Mam tutted. “It wasn’t an emergency, Lizzie,” she huffed. “Uncle Pat would have still been there in the morning. He isn’t going anywhere.”
And so they all made their way downstairs to the front door, where Lizzie’s parents donned their coats.
“We’ll be back in the morning, so,” Dad said contentedly, as though he had resolved the great dilemma of the age.
“Did I tell you what happened to Niall Murphy?” Mam called over her shoulder, as she bustled down the hallway to put the tray of cups in the kitchen.
“No?” said Lizzie. “What happened to him?”
“He broke his leg.” Mam waddled back up the hallway, picking up her huge handbag from beside the front door. (What could she possibly have in there? A baby orca? County Louth?) She ran her finger along the hall table, evidently having seen a speck of dust that was invisible to the untrained eye of a mere mortal. Three green glass bottles had appeared there, placed in an orderly line beside the lamp. All empty. Mam sniffed pointedly and looked away from them.
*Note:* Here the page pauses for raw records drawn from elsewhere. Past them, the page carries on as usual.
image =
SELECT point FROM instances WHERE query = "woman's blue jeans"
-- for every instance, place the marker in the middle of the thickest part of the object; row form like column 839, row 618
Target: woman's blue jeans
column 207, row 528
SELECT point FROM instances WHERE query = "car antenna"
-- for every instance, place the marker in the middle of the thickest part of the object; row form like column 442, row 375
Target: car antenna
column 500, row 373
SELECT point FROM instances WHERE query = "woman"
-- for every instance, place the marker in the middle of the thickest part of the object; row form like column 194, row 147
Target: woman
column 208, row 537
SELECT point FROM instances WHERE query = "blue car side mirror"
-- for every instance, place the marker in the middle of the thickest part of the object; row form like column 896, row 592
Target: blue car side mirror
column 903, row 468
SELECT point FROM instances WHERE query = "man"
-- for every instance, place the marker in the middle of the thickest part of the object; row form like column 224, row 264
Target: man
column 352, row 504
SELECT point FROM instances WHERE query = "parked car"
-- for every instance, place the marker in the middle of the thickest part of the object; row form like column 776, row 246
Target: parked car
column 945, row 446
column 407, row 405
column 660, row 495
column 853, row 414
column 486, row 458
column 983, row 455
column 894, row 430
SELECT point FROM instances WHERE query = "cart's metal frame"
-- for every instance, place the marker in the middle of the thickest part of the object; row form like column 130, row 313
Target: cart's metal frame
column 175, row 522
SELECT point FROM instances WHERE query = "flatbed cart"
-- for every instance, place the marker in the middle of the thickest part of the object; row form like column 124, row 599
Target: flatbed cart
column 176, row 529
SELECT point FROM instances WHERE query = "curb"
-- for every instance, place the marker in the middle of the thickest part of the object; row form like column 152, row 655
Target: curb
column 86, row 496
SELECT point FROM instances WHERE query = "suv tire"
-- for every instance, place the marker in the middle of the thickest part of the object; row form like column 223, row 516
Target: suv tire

“How did he do that?” Lizzie asked.
The light bounced merrily off the green glass.
“He fell off the roof at work,” Mam explained knowingly with a nod of her head, her eyebrows raised as she imparted her wisdom.
“Isn’t he a bus driver?”
“Yes,” Mam nodded, as she stepped out onto the doorstep and into the darkness. “Will I tell Vanessa you’ll have her old teacups?”
“Alright,” Lizzie acquiesced.
“Her new ones are lovely,” Mam reassured her.
“See you in the morning,” Dad said cheerily with a wave of his hand, and the two of them bustled back into the parked Avensis. The headlights threw two orange beams out into the blackness, and Lizzie and Matthew watched from the gleaming square of the doorway as the car drove through the estate, turned left onto the main road, and disappeared into the night.
“Poor Uncle Pat,” Lizzie said quietly.
Matthew slid his arm around her waist.
“I know,” he said.
They stood looking out at the deserted street for a few moments before they closed the front door on the shadows. The hallway was bright and the silence in the house was palpable, as though they were the only two people left in the whole world. Everything seemed very still now that her parents were gone, somehow quieter and emptier than before they had arrived. The row of green bottles stood mockingly in the glow of the lamp, all the more audacious for their careful arrangement. Lizzie wondered if Matthew had noticed them too, when a suspicious gurgle came from the hot water tank upstairs.

“We must get that seen to,” said Matthew. He yawned widely, and then, “Will I wash up the cups?” he offered.
“No,” said Lizzie. “I’ll do it in the morning.”